Interrogativi attendono risposta

Bata - Via Roma - Acri

Ho un dubbio atroce e vorrei che qualcuno qualificato mi eviti delle notti insonni.

Un ritrovamento archeologico casuale può dirsi completo, definito, definitivo, esauriente ecc. ecc.;

o, al contrario, ci si deve chiedere, ad esempio: – Che fine fecero quei discendenti di chi s’insediò sul Colle Dogna? Emigrarono? Rimasero nei pressi? Quando emigrarono nel colle Padia? –

Il mio dubbio pone tanti interrogativi.

Mi chiedo, perciò: – L’archeologia può fare a meno della Storia? Può fare a meno dello studio dei toponimi?; dello studio del dialetto ecc.? -.

A quanto sembra la risposta dovrebbe essere negativa per alcuni. Lo è per tutti?
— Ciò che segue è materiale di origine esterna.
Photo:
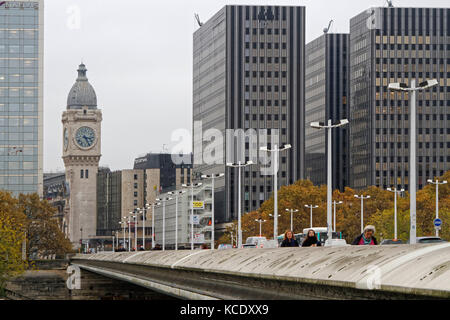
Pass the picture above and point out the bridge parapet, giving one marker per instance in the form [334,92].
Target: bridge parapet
[402,271]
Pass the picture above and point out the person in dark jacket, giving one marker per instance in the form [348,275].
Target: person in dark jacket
[366,238]
[311,240]
[289,240]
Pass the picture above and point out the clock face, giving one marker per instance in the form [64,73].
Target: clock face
[66,138]
[85,137]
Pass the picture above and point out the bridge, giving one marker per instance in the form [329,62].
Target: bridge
[419,271]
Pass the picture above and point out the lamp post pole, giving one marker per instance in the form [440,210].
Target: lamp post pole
[276,150]
[412,148]
[329,127]
[176,193]
[395,191]
[311,207]
[212,177]
[437,183]
[334,222]
[362,198]
[292,217]
[239,165]
[260,225]
[192,185]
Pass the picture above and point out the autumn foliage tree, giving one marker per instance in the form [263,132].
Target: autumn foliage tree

O no?

Ecco, gli interrogativi mi sommergono e mi assillano.

Dalle parti nostre, dove i tuttologi non mancano e se mancano li importiamo, qualcuno ha sputato la sentenza: – Acri è colonia greca, perché il nome lo dice -.

Domandiamo, però, a chi sa di greco: – Acri è Acra? -. Quest’ultima, dicono,, significhi sommità e Padia, primo insediamento, sorge su una sommità -.
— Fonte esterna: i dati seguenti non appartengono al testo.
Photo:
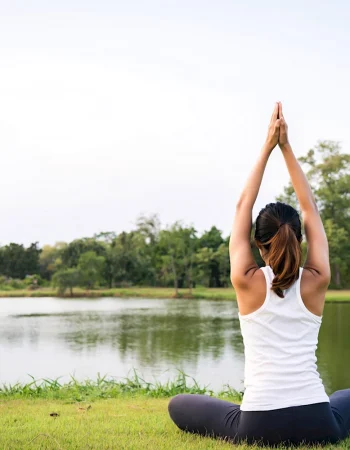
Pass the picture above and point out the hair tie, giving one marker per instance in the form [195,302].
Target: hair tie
[281,224]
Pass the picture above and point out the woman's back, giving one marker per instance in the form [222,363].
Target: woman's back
[280,340]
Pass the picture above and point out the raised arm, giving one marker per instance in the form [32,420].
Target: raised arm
[317,261]
[243,265]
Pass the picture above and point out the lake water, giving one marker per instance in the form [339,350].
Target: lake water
[48,337]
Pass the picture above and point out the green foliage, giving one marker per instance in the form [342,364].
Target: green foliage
[65,279]
[16,261]
[103,387]
[328,171]
[176,256]
[91,268]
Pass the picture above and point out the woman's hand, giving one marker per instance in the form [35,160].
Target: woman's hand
[274,130]
[283,137]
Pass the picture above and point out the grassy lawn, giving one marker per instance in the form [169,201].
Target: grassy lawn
[151,292]
[101,415]
[122,423]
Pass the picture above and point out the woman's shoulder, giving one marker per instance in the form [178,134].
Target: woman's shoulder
[312,291]
[253,296]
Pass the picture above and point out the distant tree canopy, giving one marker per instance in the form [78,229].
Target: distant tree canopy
[328,171]
[177,255]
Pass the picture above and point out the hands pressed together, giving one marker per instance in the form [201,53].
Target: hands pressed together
[278,129]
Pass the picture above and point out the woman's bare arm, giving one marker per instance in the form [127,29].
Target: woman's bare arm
[241,257]
[317,261]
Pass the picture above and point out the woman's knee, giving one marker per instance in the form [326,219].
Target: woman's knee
[177,408]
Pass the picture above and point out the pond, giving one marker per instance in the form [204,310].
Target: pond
[50,338]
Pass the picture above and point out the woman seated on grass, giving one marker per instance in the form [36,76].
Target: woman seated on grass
[280,312]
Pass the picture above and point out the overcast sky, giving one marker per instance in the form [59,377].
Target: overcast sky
[112,110]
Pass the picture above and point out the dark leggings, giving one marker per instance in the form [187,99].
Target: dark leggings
[311,424]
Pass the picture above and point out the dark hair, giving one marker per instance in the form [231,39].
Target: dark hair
[278,232]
Una piccola obiezione: – Ma Acri non è acra o sbagliamo? –

Andreotti di Loria, in un articolo riportato in un mio scritto, infatti, è di diverso avviso.
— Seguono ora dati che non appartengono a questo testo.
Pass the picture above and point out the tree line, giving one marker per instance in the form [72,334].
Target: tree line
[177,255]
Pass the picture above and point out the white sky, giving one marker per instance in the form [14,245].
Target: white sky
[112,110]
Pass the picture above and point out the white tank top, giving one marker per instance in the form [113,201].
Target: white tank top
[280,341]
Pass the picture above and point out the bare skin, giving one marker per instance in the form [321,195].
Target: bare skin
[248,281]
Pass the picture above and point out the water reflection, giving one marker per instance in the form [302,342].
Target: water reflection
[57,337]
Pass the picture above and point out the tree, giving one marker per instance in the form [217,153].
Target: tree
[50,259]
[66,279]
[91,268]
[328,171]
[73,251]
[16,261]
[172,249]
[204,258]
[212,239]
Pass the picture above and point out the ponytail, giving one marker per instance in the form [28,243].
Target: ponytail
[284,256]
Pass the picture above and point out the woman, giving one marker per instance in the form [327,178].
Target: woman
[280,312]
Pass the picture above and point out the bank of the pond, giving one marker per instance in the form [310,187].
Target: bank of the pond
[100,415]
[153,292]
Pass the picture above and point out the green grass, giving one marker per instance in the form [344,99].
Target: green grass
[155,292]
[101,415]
È ormai chiaro che prima dei Greci popolarono Acri altre etnie.

Questo non solo ce lo dice il buon senso, ma ce lo dicono, ad esempio, tracce del linguaggio osco nel vecchio dialetto acritano.

Allora, richiedo: – L’archeologia può fare a meno del concorso e dell’appoggio di quanto detto in apertura? –

Voglio, ancora, dire qualcosa: – Un toponimo ci conferma la presenza di coloni Osci nell’abitato di Acri -.

La storia, ancora, ci viene in soccorso per farci capire, perché i nostri antenati si rifugiarono in Padia. Ce lo precisa un noto autore medioevale.

Allora: – Conoscere un territorio significa solo il rinvenimento, casuale o meno, di reperti archeologici o al ritrovamento bisogna far seguire o far precedere uno studio delle branche suddette?

Se questo è vero, perché non lo si fa? Ci vengono dubbi atroci che, però, per amor di patria taciamo, ma una risposta, anche se minima, dovremmo averla.

Qualcuno mi farà salire dal limbo in cui mi trovo e mi dirà: – Sei un folle! -, cosa fatta altra volta, ma il tempo, purtroppo per costoro e per buona sorte, mi ha dato ragione. O, forse, mi dirà: – Hai ragione! -. In quest’ultimo caso ringrazio.

Se ho ragione chiedo, a chi non ha idee preconcette: – Perché, allora, non si mette in atto un lavoro, che veda un concorso congiunto di chi si occupa delle varie materie, per cercare di dare a me – e a chi ritiene che le mie argomentazioni non siano pura follia -, una qualche risposta? -.

Solo così potremmo, per dirla con Dante: veder lo cielo!